The topic of “adaptation” has grown more important as countries fail to rein in climate-warming emissions enough to prevent extreme warming linked to increasingly frequent weather disasters across the planet. A UN report last month said developing countries alone would need up to $310bn (R5.3-trillion) every year by 2035 to prepare.
Where the money will come from is unclear. Ten of the world’s development banks, under pressure to free more cash for climate action, said on Monday they would continue to support the need.
“Lives, well-being and jobs cannot be sustained where homes, schools, farms and businesses are under threat from flooding, drought or other climate extremes,” the banks said in a statement. Last year, they channelled more than $26bn (R446.3bn) to low- and middle-income economies for adaptation.
Separately, the director of a multipartner UN fund told Reuters it would soon announce a new impact bond aimed at raising $200m (R3.4bn) by the end of 2026.
“The whole bond idea started exactly one year ago at the previous COP in Baku,” said Markus Repnik, who leads the Systematic Observations Financing Facility backed by the World Meteorological Organisation, UN Development Programme and UN Environment Fund. “We were getting the sense things are going to change significantly from an international perspective.”
The fund, which also works to plug gaps in weather data for developing countries, hopes for country donations this week during COP30.
On Monday, Germany and Spain pledged $100m (R1.7bn) to a different effort, the multilateral Climate Investment Funds (CIF), which is financing projects to boost climate resilience in developing countries.
The organisation’s chief praised Brazil for featuring the issue as a COP30 focus after years of seeing it slide down UN climate summit agendas.
“We’re thrilled that, for the first time, adaptation is day 1 and day 2 of the COP,” CIF CEO Tariye Gbadegesin told Reuters.
RISING DANGERS, HIGHER COSTS
Vietnam estimated initial costs from Typhoon Kalmaegi at nearly $300m, a month after Typhoon Bualoi delivered $436m in property damages. The Philippines is tallying damages from Kalmaegi and the deadly Super Typhoon Fung-wong that hit this week.
Jamaica is looking at up to $7bn in damages, or about a third of its GDP, from last month’s Hurricane Melissa, according to preliminary government estimates.
Beyond storms, there is damage from flooding, extreme heat, drought and wildfires. More adaptation efforts are to be announced at COP30, from funding air-conditioners and fans for people suffering extreme heat to AI mapping of soil conditions to improve crop yields.
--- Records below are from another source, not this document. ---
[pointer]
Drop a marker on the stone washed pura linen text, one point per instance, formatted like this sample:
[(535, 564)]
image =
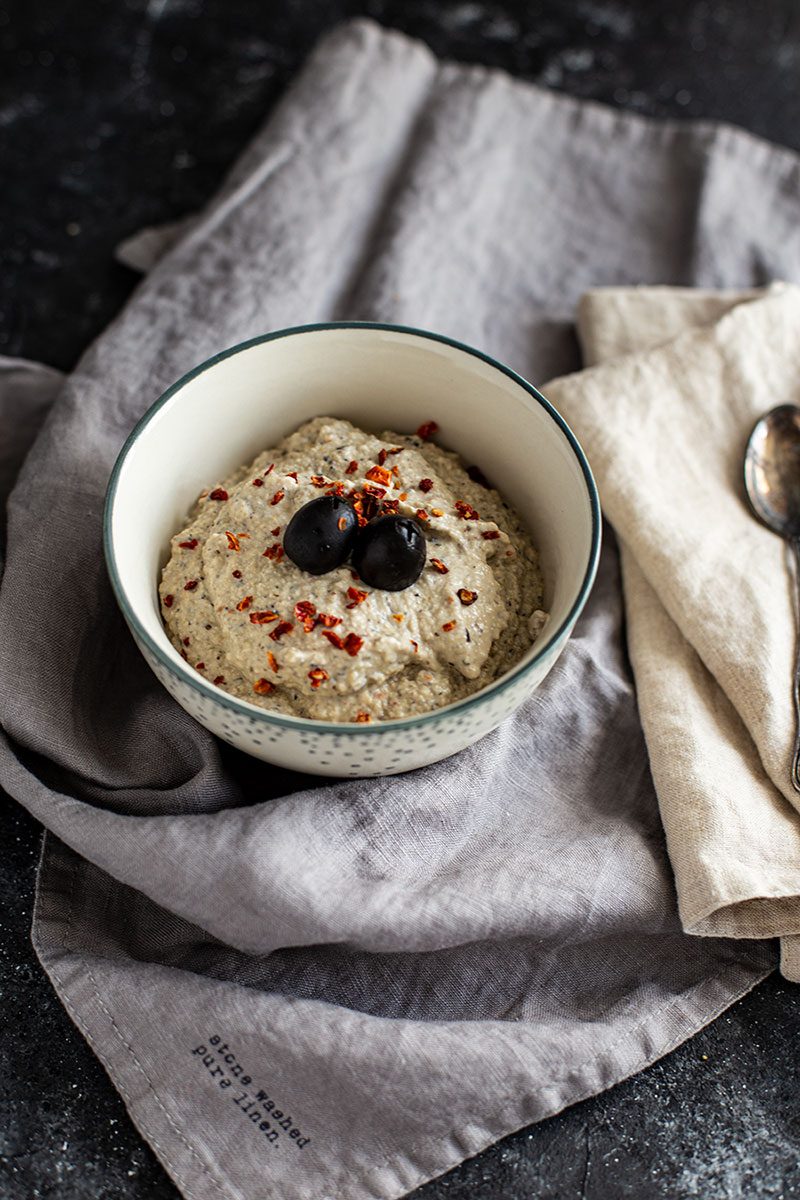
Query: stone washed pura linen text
[(404, 969)]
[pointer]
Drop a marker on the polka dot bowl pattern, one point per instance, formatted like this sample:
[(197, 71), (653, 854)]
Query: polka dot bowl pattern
[(246, 399)]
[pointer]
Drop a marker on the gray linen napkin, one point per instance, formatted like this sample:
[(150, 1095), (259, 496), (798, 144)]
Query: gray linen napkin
[(342, 990)]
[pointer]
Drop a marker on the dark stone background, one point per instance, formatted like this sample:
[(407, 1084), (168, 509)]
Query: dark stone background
[(119, 114)]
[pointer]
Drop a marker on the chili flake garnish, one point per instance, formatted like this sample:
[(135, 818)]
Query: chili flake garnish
[(353, 643), (328, 621), (262, 618), (356, 597), (286, 627), (380, 475), (465, 510)]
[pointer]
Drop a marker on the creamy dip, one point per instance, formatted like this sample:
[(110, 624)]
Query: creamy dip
[(329, 647)]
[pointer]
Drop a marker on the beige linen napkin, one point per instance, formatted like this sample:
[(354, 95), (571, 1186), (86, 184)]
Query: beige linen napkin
[(665, 417)]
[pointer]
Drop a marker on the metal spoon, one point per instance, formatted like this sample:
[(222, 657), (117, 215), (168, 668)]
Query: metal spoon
[(773, 487)]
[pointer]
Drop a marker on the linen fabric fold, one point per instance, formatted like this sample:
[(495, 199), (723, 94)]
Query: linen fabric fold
[(342, 990), (708, 589)]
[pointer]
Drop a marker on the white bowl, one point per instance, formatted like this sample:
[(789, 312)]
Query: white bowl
[(248, 397)]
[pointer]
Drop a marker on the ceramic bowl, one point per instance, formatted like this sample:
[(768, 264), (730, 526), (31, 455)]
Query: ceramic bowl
[(248, 397)]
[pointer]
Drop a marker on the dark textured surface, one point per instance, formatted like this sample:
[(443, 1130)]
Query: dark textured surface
[(114, 115)]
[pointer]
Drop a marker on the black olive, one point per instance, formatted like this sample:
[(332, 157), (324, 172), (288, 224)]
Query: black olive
[(390, 553), (320, 534)]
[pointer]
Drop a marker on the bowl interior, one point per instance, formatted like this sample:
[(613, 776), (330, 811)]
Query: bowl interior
[(223, 414)]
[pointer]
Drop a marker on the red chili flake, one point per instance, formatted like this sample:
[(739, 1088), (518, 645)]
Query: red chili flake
[(465, 510), (353, 643), (477, 477), (263, 618), (328, 621), (286, 627), (356, 597), (380, 475)]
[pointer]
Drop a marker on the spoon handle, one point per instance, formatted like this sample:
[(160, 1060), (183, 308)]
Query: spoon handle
[(795, 757)]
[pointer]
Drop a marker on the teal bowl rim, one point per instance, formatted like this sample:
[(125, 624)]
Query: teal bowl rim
[(307, 724)]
Outside of national protections, about 86-million refugees, or three-quarters of the world’s total population displaced by conflict, are also exposed to extreme climate hazards, according to a UNHCR report on Monday.
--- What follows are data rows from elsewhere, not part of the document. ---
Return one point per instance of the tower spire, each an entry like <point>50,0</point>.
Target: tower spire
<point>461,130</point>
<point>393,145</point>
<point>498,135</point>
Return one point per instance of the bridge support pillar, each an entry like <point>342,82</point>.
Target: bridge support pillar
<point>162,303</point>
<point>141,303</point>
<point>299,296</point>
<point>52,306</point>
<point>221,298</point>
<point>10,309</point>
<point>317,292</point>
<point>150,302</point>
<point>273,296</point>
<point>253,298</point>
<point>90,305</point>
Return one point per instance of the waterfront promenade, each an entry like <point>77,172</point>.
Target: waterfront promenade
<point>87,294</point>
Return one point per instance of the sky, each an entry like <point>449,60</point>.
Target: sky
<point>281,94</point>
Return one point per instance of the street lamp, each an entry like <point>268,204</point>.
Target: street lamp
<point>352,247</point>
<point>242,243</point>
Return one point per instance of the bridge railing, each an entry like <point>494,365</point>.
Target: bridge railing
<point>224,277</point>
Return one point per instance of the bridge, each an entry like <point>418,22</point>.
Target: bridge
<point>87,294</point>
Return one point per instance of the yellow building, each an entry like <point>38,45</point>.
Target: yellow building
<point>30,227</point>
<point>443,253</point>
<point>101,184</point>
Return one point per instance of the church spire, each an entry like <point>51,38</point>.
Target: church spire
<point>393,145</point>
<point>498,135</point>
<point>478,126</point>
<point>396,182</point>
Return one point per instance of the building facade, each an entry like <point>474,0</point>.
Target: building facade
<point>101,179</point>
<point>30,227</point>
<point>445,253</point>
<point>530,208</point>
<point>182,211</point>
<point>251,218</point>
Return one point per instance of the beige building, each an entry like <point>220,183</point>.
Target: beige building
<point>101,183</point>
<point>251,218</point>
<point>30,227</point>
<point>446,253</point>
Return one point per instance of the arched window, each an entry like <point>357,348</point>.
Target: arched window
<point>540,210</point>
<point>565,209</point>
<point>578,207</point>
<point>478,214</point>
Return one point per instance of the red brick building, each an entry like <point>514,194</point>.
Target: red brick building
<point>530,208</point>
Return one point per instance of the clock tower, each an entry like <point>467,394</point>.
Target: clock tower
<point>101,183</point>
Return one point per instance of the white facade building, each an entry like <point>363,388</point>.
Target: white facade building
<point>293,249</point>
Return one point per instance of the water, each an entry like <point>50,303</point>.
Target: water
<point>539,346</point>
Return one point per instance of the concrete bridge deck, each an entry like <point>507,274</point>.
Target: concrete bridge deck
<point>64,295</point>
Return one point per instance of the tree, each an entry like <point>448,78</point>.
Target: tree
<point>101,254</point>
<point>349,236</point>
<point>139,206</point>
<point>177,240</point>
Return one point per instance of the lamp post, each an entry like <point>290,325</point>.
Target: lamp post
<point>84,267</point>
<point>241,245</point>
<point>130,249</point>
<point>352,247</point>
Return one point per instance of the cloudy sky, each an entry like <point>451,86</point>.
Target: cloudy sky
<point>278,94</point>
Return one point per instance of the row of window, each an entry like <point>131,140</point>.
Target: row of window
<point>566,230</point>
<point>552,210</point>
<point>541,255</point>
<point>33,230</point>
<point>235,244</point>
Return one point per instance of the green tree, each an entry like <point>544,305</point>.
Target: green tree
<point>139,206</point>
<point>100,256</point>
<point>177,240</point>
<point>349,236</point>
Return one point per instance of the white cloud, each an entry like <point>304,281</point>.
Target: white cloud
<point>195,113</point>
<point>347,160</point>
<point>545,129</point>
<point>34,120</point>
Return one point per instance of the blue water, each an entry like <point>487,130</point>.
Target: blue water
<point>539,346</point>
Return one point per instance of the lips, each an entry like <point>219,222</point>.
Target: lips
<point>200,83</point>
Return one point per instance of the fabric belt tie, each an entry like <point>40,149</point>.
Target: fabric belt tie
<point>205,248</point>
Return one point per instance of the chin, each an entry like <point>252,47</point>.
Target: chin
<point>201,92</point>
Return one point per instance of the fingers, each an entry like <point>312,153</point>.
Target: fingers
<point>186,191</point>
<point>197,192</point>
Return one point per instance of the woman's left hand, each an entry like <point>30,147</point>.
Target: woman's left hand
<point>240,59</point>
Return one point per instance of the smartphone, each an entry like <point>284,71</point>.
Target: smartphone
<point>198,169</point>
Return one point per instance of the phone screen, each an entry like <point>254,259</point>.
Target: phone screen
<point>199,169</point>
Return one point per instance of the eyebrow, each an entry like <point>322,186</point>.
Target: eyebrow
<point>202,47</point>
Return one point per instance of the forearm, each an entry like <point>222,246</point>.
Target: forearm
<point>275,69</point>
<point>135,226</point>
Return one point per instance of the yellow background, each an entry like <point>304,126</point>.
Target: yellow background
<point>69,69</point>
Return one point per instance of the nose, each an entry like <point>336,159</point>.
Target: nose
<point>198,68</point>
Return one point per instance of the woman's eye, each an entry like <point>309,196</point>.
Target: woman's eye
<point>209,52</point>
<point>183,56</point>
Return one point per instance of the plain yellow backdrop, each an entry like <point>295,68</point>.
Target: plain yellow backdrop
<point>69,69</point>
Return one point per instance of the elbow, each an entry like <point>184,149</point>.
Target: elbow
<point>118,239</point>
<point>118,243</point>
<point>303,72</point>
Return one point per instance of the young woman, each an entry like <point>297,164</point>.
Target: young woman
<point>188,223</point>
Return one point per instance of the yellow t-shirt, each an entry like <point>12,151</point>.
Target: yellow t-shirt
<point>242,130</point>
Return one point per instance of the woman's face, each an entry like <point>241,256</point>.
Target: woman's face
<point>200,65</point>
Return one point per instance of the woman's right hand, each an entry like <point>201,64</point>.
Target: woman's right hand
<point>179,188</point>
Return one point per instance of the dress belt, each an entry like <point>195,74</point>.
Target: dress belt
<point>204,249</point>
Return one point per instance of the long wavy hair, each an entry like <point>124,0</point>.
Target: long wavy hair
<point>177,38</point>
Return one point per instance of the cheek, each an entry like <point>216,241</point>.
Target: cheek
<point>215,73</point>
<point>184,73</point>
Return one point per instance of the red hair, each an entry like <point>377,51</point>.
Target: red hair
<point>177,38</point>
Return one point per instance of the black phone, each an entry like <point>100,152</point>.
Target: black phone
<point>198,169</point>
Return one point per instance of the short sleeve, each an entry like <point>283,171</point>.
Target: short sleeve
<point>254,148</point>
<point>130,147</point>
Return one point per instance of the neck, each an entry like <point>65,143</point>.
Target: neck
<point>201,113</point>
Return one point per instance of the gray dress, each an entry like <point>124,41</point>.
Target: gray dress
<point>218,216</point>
UN climate chief Simon Stiell urged countries to agree on how to track progress to accelerate change in water, sanitation, health and other areas.
“We need to agree on the indicators that will help speed up implementation, to unleash its potential,” he said.
Attracting private money to the cause can be tough. Resiliency projects are less likely to deliver a high return on investment than renewable energy projects that would help bring down greenhouse gas emissions.
A September report by multi-stakeholder Zurich Climate Resilience Alliance said public funding remains crucial. Private finance makes up only 3% of adaptation funding, which could rise to 15% with supportive policies, it said.
David Nicholson, chief climate officer at ZCRA member Mercy Corps, said: “We need resources that flow directly to local partners and communities who are leading the response, rebuilding homes, restoring livelihoods and protecting health systems from climate shocks.”